4. If your inner critic doesn't die when you watch Meryl Streep playing Julia Child, than you have no soul.
5. While good relationships are built on trust and communication, the only real aphrodisiac is landing an agent.
6. "What's for dinner?" is the new "You had me at 'Hello.'"
7. In case anyone was wondering, it's not yet possible to be nostalgic for 2002.
8. You can take Stanley Tucci out of the ambiguously gay, but you can't take the ambiguously gay out of Stanley Tucci. Like, there was a part of me that expected him at any moment to turn to Julia Child and say, "You bet your size 6 ass!"
9. Years from now, when they do a biopic of Hillary Clinton's life, it will star Brad Pitt and Meryl Streep's cryogenically frozen body. Translation: Meryl Streep has and will continue to have a lock on every single semi-interesting role for older women in Hollywood. Forever.

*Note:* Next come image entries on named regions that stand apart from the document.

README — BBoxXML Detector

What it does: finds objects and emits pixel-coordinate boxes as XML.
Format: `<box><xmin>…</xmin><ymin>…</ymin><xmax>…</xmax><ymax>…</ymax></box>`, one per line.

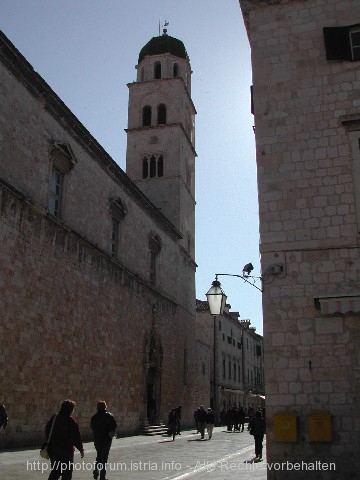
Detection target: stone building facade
<box><xmin>240</xmin><ymin>0</ymin><xmax>360</xmax><ymax>480</ymax></box>
<box><xmin>196</xmin><ymin>300</ymin><xmax>265</xmax><ymax>421</ymax></box>
<box><xmin>0</xmin><ymin>33</ymin><xmax>202</xmax><ymax>446</ymax></box>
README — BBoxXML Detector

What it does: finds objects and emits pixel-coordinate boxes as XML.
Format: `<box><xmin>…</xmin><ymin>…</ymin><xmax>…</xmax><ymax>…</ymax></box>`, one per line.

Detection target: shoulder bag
<box><xmin>40</xmin><ymin>415</ymin><xmax>56</xmax><ymax>460</ymax></box>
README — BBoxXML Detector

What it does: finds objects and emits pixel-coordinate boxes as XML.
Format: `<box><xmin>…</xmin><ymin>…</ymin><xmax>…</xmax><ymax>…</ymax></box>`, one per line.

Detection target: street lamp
<box><xmin>206</xmin><ymin>275</ymin><xmax>227</xmax><ymax>315</ymax></box>
<box><xmin>206</xmin><ymin>263</ymin><xmax>262</xmax><ymax>315</ymax></box>
<box><xmin>206</xmin><ymin>263</ymin><xmax>262</xmax><ymax>419</ymax></box>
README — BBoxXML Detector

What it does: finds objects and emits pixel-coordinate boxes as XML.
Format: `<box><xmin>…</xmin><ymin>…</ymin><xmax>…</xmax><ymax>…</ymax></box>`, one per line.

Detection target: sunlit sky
<box><xmin>0</xmin><ymin>0</ymin><xmax>262</xmax><ymax>334</ymax></box>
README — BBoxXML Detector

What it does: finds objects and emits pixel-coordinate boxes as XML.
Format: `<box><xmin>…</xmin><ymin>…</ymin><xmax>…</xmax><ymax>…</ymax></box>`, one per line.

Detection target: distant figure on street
<box><xmin>45</xmin><ymin>400</ymin><xmax>84</xmax><ymax>480</ymax></box>
<box><xmin>175</xmin><ymin>405</ymin><xmax>182</xmax><ymax>435</ymax></box>
<box><xmin>239</xmin><ymin>407</ymin><xmax>245</xmax><ymax>432</ymax></box>
<box><xmin>90</xmin><ymin>400</ymin><xmax>117</xmax><ymax>480</ymax></box>
<box><xmin>168</xmin><ymin>408</ymin><xmax>178</xmax><ymax>440</ymax></box>
<box><xmin>220</xmin><ymin>407</ymin><xmax>226</xmax><ymax>426</ymax></box>
<box><xmin>194</xmin><ymin>408</ymin><xmax>199</xmax><ymax>433</ymax></box>
<box><xmin>0</xmin><ymin>404</ymin><xmax>9</xmax><ymax>430</ymax></box>
<box><xmin>206</xmin><ymin>408</ymin><xmax>215</xmax><ymax>440</ymax></box>
<box><xmin>197</xmin><ymin>405</ymin><xmax>207</xmax><ymax>439</ymax></box>
<box><xmin>249</xmin><ymin>410</ymin><xmax>266</xmax><ymax>461</ymax></box>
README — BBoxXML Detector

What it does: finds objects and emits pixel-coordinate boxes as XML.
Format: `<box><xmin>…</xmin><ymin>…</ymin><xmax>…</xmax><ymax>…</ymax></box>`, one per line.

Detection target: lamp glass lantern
<box><xmin>206</xmin><ymin>280</ymin><xmax>227</xmax><ymax>315</ymax></box>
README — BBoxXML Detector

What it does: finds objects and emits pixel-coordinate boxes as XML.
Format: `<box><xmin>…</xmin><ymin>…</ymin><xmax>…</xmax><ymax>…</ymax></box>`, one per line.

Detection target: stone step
<box><xmin>139</xmin><ymin>424</ymin><xmax>167</xmax><ymax>435</ymax></box>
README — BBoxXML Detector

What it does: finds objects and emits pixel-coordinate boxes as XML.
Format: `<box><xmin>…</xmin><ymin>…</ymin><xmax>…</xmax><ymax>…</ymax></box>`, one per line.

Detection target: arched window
<box><xmin>158</xmin><ymin>103</ymin><xmax>166</xmax><ymax>125</ymax></box>
<box><xmin>154</xmin><ymin>62</ymin><xmax>161</xmax><ymax>79</ymax></box>
<box><xmin>142</xmin><ymin>157</ymin><xmax>149</xmax><ymax>178</ymax></box>
<box><xmin>150</xmin><ymin>155</ymin><xmax>156</xmax><ymax>178</ymax></box>
<box><xmin>143</xmin><ymin>105</ymin><xmax>151</xmax><ymax>127</ymax></box>
<box><xmin>158</xmin><ymin>155</ymin><xmax>164</xmax><ymax>177</ymax></box>
<box><xmin>142</xmin><ymin>155</ymin><xmax>164</xmax><ymax>179</ymax></box>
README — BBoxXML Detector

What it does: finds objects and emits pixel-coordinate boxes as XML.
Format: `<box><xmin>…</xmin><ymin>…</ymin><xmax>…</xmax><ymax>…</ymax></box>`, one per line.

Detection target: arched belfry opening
<box><xmin>145</xmin><ymin>307</ymin><xmax>163</xmax><ymax>425</ymax></box>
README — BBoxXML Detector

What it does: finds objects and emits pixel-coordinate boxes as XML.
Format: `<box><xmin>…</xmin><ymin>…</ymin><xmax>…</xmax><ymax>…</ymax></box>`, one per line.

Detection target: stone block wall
<box><xmin>0</xmin><ymin>34</ymin><xmax>196</xmax><ymax>447</ymax></box>
<box><xmin>240</xmin><ymin>0</ymin><xmax>360</xmax><ymax>480</ymax></box>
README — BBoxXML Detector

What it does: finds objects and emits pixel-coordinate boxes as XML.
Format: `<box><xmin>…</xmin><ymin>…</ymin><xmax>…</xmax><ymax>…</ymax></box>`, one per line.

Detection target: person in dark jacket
<box><xmin>249</xmin><ymin>410</ymin><xmax>266</xmax><ymax>461</ymax></box>
<box><xmin>175</xmin><ymin>405</ymin><xmax>182</xmax><ymax>435</ymax></box>
<box><xmin>168</xmin><ymin>408</ymin><xmax>178</xmax><ymax>440</ymax></box>
<box><xmin>197</xmin><ymin>405</ymin><xmax>207</xmax><ymax>438</ymax></box>
<box><xmin>239</xmin><ymin>407</ymin><xmax>245</xmax><ymax>432</ymax></box>
<box><xmin>206</xmin><ymin>408</ymin><xmax>215</xmax><ymax>440</ymax></box>
<box><xmin>90</xmin><ymin>400</ymin><xmax>117</xmax><ymax>480</ymax></box>
<box><xmin>45</xmin><ymin>400</ymin><xmax>84</xmax><ymax>480</ymax></box>
<box><xmin>0</xmin><ymin>404</ymin><xmax>9</xmax><ymax>430</ymax></box>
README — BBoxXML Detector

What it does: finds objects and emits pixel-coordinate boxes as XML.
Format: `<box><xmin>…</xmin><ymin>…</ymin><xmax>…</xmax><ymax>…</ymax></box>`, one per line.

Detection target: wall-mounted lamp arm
<box><xmin>215</xmin><ymin>273</ymin><xmax>263</xmax><ymax>292</ymax></box>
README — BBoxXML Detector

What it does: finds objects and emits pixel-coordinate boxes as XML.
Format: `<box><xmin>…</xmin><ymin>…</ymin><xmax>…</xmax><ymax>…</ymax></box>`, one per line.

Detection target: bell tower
<box><xmin>126</xmin><ymin>29</ymin><xmax>196</xmax><ymax>258</ymax></box>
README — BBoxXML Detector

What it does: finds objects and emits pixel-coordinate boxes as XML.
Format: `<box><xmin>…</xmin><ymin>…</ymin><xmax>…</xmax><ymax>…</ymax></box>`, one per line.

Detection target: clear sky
<box><xmin>0</xmin><ymin>0</ymin><xmax>262</xmax><ymax>334</ymax></box>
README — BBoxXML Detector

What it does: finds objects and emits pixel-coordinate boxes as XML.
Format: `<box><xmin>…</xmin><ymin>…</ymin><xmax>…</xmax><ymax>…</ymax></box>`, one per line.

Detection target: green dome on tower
<box><xmin>138</xmin><ymin>34</ymin><xmax>188</xmax><ymax>63</ymax></box>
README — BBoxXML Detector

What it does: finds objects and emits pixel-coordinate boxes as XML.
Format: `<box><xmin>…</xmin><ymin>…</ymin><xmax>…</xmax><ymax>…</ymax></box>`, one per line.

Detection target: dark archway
<box><xmin>146</xmin><ymin>329</ymin><xmax>163</xmax><ymax>425</ymax></box>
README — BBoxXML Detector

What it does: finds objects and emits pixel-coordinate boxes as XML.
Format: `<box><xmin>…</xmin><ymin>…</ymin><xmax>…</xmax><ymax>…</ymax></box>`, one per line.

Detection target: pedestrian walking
<box><xmin>197</xmin><ymin>405</ymin><xmax>207</xmax><ymax>439</ymax></box>
<box><xmin>239</xmin><ymin>407</ymin><xmax>245</xmax><ymax>432</ymax></box>
<box><xmin>45</xmin><ymin>400</ymin><xmax>84</xmax><ymax>480</ymax></box>
<box><xmin>194</xmin><ymin>408</ymin><xmax>199</xmax><ymax>433</ymax></box>
<box><xmin>206</xmin><ymin>408</ymin><xmax>215</xmax><ymax>440</ymax></box>
<box><xmin>175</xmin><ymin>405</ymin><xmax>182</xmax><ymax>435</ymax></box>
<box><xmin>249</xmin><ymin>410</ymin><xmax>266</xmax><ymax>461</ymax></box>
<box><xmin>0</xmin><ymin>404</ymin><xmax>9</xmax><ymax>430</ymax></box>
<box><xmin>168</xmin><ymin>408</ymin><xmax>178</xmax><ymax>440</ymax></box>
<box><xmin>90</xmin><ymin>400</ymin><xmax>117</xmax><ymax>480</ymax></box>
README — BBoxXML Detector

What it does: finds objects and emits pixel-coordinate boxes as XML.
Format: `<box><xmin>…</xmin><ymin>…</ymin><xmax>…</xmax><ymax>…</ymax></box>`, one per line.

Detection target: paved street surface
<box><xmin>0</xmin><ymin>427</ymin><xmax>266</xmax><ymax>480</ymax></box>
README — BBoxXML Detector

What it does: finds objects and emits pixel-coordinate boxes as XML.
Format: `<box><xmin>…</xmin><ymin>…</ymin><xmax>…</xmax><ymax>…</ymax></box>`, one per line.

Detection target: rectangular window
<box><xmin>150</xmin><ymin>252</ymin><xmax>156</xmax><ymax>285</ymax></box>
<box><xmin>110</xmin><ymin>218</ymin><xmax>119</xmax><ymax>257</ymax></box>
<box><xmin>49</xmin><ymin>169</ymin><xmax>63</xmax><ymax>217</ymax></box>
<box><xmin>323</xmin><ymin>24</ymin><xmax>360</xmax><ymax>61</ymax></box>
<box><xmin>349</xmin><ymin>130</ymin><xmax>360</xmax><ymax>232</ymax></box>
<box><xmin>350</xmin><ymin>29</ymin><xmax>360</xmax><ymax>60</ymax></box>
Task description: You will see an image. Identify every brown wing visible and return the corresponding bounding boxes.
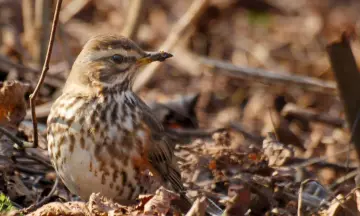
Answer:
[135,96,185,193]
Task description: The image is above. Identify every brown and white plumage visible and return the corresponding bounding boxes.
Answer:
[47,35,188,204]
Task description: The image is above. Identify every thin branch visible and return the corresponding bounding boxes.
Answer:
[327,33,360,159]
[30,0,62,148]
[200,57,336,94]
[133,0,209,91]
[59,0,90,24]
[281,103,345,127]
[34,0,52,65]
[121,0,144,38]
[297,179,316,216]
[0,127,33,149]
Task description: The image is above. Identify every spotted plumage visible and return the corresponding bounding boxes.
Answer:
[47,35,190,207]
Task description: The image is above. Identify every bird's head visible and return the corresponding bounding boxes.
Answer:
[64,35,172,94]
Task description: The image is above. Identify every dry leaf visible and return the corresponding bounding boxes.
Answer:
[263,133,294,167]
[87,193,131,216]
[144,187,179,215]
[27,202,90,216]
[186,197,206,216]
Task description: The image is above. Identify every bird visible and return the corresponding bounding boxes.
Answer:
[47,34,221,214]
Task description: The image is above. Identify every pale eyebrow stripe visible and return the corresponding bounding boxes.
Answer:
[88,49,141,61]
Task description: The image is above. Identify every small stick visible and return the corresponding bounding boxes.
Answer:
[0,127,33,149]
[327,32,360,159]
[121,0,143,39]
[133,0,209,92]
[281,103,345,127]
[297,179,316,216]
[200,57,336,94]
[60,0,90,24]
[30,0,62,148]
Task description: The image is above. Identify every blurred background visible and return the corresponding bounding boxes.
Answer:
[0,0,360,214]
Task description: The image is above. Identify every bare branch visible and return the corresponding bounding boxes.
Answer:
[30,0,62,148]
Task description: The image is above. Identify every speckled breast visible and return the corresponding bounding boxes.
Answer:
[47,92,153,204]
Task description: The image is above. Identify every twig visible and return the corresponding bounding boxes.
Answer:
[327,33,360,159]
[133,0,209,91]
[14,164,47,175]
[0,127,33,149]
[34,0,52,65]
[328,170,359,190]
[289,148,353,168]
[230,122,265,145]
[281,103,345,127]
[59,0,90,24]
[30,0,62,148]
[186,197,206,216]
[200,57,336,94]
[121,0,143,38]
[0,55,64,87]
[297,179,316,216]
[15,152,53,169]
[20,177,59,214]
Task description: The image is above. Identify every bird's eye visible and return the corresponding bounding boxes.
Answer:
[111,54,124,64]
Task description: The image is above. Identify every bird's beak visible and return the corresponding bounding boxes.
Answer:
[136,51,173,66]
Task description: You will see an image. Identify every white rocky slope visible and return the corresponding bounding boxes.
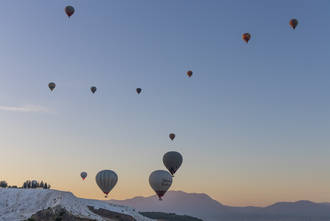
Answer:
[0,188,152,221]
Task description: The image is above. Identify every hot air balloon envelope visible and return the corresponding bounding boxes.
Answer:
[65,5,74,18]
[163,151,183,175]
[290,18,298,29]
[149,170,172,200]
[242,33,251,43]
[95,170,118,198]
[48,82,56,91]
[91,86,97,94]
[168,133,175,140]
[80,172,87,180]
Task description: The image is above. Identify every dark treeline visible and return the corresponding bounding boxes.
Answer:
[0,180,50,189]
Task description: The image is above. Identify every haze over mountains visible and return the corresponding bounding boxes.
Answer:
[110,191,330,221]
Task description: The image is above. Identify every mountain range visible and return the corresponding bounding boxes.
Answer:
[110,191,330,221]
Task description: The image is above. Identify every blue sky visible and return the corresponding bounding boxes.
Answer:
[0,0,330,205]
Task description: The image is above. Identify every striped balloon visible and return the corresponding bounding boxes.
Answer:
[95,170,118,197]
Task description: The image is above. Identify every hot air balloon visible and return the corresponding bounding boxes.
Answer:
[163,151,183,176]
[80,172,87,180]
[289,18,298,29]
[168,133,175,140]
[91,86,97,94]
[187,70,192,77]
[65,5,74,18]
[48,82,56,91]
[242,33,251,43]
[149,170,172,200]
[95,170,118,198]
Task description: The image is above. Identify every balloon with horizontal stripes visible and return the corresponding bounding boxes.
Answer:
[95,170,118,198]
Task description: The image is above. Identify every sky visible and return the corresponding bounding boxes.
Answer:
[0,0,330,206]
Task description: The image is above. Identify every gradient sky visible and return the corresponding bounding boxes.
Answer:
[0,0,330,205]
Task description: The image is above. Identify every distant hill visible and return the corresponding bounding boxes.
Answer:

And if there's one thing that you should take away from Julie & Julia, it's this:
10. Nora Ephron thinks you're a moron.
I love Nora Ephron. But sometimes I suspect she wanted to teach special ed and that her scripts are way of, like, reaching out to her would-be students. Just take the first scene of the movie:
Julie: "Why are we in Queens again? Oh, right, because we have no money and it's close to your work."
Because that's how we all talk.
Or the birth of the food blog?
Julie: What am I going to do? All I know how to do is write and cook!"five minutes later:Julie: I have an idea! I'm going to write a cooking blog, and through it I will write and cook!
I felt patronized. Patronized like one of those kids who at the end of summer camp gets some sham award like "Biggest Trooper," or "Most Closely Related to own Sibling," or "Most Improved." (Sorry, guys -- we all know "Most Improved" is camp lingo for "You Had Nowhere To Go But Up.")
So all in all, the lessons of Julie & Julia are there if you're willing to look. Though I've got to admit it helps to know firsthand the unique heartbreak and misery of having your only blog reader be your mom.

6 comments:
Hey, I'm not your mom.
Neither am I!
I am.
Let's not fight, guys. Each of you make a very special contribution to my life.
i'm also not your mom. and i also want to say: i saw paper heart. and i was disappointed. i was disappointed. at a romantic comedy. can you believe it eva? also, i don't know eva and i am just a interweb surfer who loves her blog.
but i miss you.
Whoa, whoa, whoa! -You- didn't like Paper Heart? You? Little Miss "27 Dresses is the best thing that ever happened to me?"
Have you become jaded or something? I thought going back to the midwest was supposed to do the opposite of that!